Our education in Mankato continued in an array of community programs provided by nonprofit institutions — whose tax-exempt status helped keep them viable, providing a critical link between the private and public sectors — like the YMCA, clubs and churches. I left Mankato to attend Minnesota’s world-renowned public, land grant University of Minnesota, where the tuition was very reasonable.

These memories bring me back to today’s anti-government protesters, who seem to think they can handle their own and the country’s needs individually and who clamor against taxes, claiming our government does nothing for us. For them, I would suggest a trip to the Republic of Congo. Money is not the problem in the Congo, which collects millions of dollars a day from oil companies paying for drilling rights. Very little of that money, however, goes to build infrastructure or to benefit the people, while the country’s president is one of the largest landowners in France.

In the Congo I walked on the dirt streets — only a few roads are paved — or drank my bottled water — most people have no running water; they must wait for a truck carrying potable water — or watched the glow of kerosene lamps — most people have no electricity — or stared at the garbage piled high or burning beside the road, or talked with a man who had been jailed for trying to expose the corruption in the country.

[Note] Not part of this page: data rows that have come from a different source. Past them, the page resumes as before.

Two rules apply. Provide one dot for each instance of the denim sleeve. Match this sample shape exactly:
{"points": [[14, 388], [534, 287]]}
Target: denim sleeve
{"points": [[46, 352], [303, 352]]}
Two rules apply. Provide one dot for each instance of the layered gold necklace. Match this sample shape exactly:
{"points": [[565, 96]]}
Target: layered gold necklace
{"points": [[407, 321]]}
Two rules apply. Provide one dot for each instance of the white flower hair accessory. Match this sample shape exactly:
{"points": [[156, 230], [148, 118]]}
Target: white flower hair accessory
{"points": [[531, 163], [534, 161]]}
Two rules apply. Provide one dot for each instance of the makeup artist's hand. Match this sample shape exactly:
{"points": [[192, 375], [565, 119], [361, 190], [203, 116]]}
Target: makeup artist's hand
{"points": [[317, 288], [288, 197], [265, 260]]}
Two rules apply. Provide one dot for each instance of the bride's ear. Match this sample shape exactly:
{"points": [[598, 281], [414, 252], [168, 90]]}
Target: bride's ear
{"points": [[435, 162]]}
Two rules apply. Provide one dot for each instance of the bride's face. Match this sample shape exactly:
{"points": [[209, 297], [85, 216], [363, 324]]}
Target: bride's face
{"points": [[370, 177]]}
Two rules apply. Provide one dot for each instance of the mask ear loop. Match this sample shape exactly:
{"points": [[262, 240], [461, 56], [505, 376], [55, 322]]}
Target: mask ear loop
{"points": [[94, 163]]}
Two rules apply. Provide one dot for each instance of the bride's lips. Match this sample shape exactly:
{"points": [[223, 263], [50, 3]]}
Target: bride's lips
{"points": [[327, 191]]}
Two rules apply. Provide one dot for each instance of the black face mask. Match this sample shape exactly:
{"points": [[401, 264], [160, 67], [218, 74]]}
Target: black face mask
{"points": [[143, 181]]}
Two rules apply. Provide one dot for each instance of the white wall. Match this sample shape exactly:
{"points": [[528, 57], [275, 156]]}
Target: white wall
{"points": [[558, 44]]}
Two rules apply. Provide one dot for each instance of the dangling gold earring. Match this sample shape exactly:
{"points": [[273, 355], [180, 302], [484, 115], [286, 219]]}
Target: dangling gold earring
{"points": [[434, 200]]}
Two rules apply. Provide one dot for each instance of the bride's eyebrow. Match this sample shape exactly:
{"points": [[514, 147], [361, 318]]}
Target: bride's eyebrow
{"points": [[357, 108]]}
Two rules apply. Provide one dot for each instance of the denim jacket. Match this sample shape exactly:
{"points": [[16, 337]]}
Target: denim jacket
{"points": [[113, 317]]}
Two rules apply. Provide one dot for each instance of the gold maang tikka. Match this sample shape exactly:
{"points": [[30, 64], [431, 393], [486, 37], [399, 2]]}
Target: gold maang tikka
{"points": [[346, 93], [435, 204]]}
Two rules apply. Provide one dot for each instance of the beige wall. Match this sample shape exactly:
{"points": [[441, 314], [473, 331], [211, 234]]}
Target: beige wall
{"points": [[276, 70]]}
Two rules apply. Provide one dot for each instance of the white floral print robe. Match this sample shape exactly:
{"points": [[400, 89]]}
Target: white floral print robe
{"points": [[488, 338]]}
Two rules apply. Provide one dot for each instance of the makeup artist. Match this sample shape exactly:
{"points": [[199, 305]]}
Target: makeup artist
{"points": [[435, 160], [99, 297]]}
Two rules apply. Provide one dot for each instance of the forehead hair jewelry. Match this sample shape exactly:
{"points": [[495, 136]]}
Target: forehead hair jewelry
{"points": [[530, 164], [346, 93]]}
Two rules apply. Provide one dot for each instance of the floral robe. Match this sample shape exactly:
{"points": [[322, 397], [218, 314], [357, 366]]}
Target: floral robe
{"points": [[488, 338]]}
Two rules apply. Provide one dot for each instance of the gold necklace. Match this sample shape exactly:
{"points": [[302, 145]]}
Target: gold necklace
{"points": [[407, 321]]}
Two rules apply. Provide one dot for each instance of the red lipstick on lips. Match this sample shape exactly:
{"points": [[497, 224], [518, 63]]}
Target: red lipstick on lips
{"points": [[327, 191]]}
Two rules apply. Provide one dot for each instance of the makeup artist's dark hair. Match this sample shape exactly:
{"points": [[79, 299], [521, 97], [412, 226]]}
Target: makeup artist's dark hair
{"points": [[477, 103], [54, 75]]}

I began composing a mental list of what we take for granted in the U.S.

We turn on a faucet for drinkable water; we can travel all over this vast country on excellent highways; we have good public schools in most communities; we have sewer systems and trash collection and disposal; we have public libraries; we have philanthropic organizations that provide myriad free programs.

We have an almost infallible electrical grid that provides electricity to almost everyone; we have the most up-to-date technological capacity to run millions of cell phones and computers; we have bridges, tunnels, subways, buses, trains, planes that provide efficient and often low-cost transportation; we have local parks and playgrounds; we have a vast national park system that preserves the planet’s natural wonders; we have a Constitution that protects our rights, including the freedom to protest against our own government; we have the security provided by civilian and military law enforcement. And, yes, we have government programs to help the poor, such as food stamps and school lunches, to aid special groups such as returning war veterans, and to assist just about everybody such as Social Security, Medicare, and, perhaps now, health care.

Warren Buffet points out that American businesses owe much of their success simply to being located in this highly functioning country.

While no one relishes paying taxes, it may help to keep some of the returns we get for our tax investments in mind.

Oliver Wendell Holmes, Jr. — who willed his estate to the U.S. government — said, “Taxes are the price we pay for a civilized society” — the saying now atop the Internal Revenue Service building.

I say that true patriotism begins with respect, with a recognition of the vital role a responsible government plays in all our lives and with a willingness to pay our fair share.